School authorities said the plan, which includes $58.1 billion in spending for K-12 education and community colleges, leaves them billions of dollars short of what they need to maintain current offerings. David Sanchez, president of the California Teachers Assn., said the plan "exacerbates a bad situation and sets our state and public schools up for even greater funding shortfalls in future years."

A 10% cut in Medi-Cal reimbursements to healthcare providers for the poor that lawmakers made earlier this year would remain in effect through February. Even after the cut is restored, the reimbursement rate will remain the lowest in the nation.

The budget also would increase premiums that patients pay for the state's Healthy Family program, which provides medical care for children in moderate-income families.

Cost-of-living increases to impoverished elderly, blind and disabled people who rely on Supplemental Security Income payments to get by would be eliminated.

But the deal avoids some of the harshest healthcare cuts that Schwarzenegger had earlier proposed, including an end to dental care for the poor and limits on care for undocumented immigrants.

Although many government programs would be scaled back under the proposed budget, state prisons would see a huge boost in spending.

Lawmakers rejected a provision for $8 billion requested by J. Clark Kelso, the court-appointed receiver for prison medical care, to build seven facilities for sick and mentally ill inmates and for renovations and equipment at existing prison clinics. The state would have borrowed most of the money.

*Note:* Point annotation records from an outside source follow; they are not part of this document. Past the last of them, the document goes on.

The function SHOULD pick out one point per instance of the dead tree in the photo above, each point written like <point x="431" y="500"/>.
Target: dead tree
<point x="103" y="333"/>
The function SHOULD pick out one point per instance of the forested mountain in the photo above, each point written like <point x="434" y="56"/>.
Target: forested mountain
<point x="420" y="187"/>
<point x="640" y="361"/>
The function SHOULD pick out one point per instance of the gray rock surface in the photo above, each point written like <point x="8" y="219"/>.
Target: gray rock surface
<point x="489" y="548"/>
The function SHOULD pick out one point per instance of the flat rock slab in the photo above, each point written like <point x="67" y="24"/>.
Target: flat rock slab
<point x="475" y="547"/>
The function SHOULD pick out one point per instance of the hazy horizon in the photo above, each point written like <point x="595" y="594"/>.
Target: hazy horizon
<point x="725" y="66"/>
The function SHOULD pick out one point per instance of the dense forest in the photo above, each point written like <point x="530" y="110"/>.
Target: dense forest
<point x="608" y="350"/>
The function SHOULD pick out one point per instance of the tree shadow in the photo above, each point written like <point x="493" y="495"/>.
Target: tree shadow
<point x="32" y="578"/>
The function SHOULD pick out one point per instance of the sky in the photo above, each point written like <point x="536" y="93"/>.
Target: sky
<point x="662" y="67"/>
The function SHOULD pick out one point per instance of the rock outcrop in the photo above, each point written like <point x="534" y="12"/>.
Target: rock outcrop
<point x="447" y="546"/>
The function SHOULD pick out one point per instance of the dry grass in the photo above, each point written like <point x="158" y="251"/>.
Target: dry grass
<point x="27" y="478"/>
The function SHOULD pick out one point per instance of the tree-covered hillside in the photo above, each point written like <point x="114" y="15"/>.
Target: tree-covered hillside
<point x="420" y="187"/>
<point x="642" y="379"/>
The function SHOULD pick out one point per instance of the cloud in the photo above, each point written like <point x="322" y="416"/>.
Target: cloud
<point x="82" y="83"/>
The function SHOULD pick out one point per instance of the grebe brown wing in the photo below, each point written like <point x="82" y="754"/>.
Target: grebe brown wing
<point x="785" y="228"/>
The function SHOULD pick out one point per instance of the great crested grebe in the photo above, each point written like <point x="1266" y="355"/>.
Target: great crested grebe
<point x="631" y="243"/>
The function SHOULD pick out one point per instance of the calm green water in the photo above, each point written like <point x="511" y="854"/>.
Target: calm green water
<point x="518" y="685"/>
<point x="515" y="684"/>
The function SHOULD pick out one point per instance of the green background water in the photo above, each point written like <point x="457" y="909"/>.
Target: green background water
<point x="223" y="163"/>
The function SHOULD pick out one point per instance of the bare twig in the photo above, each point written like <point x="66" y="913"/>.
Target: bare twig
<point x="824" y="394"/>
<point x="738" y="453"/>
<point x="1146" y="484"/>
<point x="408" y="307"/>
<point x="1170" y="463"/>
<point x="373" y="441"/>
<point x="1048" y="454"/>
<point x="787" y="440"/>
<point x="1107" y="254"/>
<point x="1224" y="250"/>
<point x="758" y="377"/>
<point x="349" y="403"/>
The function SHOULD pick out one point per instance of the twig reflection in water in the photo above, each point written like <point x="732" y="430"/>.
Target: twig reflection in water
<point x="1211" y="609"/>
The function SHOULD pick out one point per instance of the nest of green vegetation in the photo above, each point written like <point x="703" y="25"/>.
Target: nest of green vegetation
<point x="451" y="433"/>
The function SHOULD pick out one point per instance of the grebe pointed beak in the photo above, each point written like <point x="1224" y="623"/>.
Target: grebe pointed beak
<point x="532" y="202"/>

Although tax rates would not increase in the proposed budget, taxpayers would be affected in a number of ways.

The state could use the cash generated by the increase in withholding taxes to reduce the budget gap; it would later refund the extra money without interest.

Taxpayers who file quarterly would have to pay more of their taxes earlier in the year. And those who earn more than $1 million and experience a big jump in income would no longer receive extra time to pay taxes on the increase.

Limited liability companies would have to prepay fees that normally would not be due until the next fiscal year. The state would give tax cheats amnesty to encourage them to pay what they owe. And tax write-offs for business losses and research and development would be suspended temporarily.

The temporary loss of the write-offs would be offset by a large future corporate tax break. When the new break kicked in, in 2010, companies would be permitted to stockpile tax credits and use them far more liberally than is currently allowed.

Legislative leaders say the future tax break would cost the state $600 million a year. Some tax experts say the cost is more likely to be billions of dollars.

Lenny Goldberg, executive director of the California Tax Reform Assn., a union-backed nonprofit, called the proposal a "huge giveaway" to multinational corporations.

Both the plan to borrow against future lottery proceeds -- generating $5 billion in cash, but not until the next budget year -- and the restraints on future spending must be approved by voters, perhaps as early as next spring.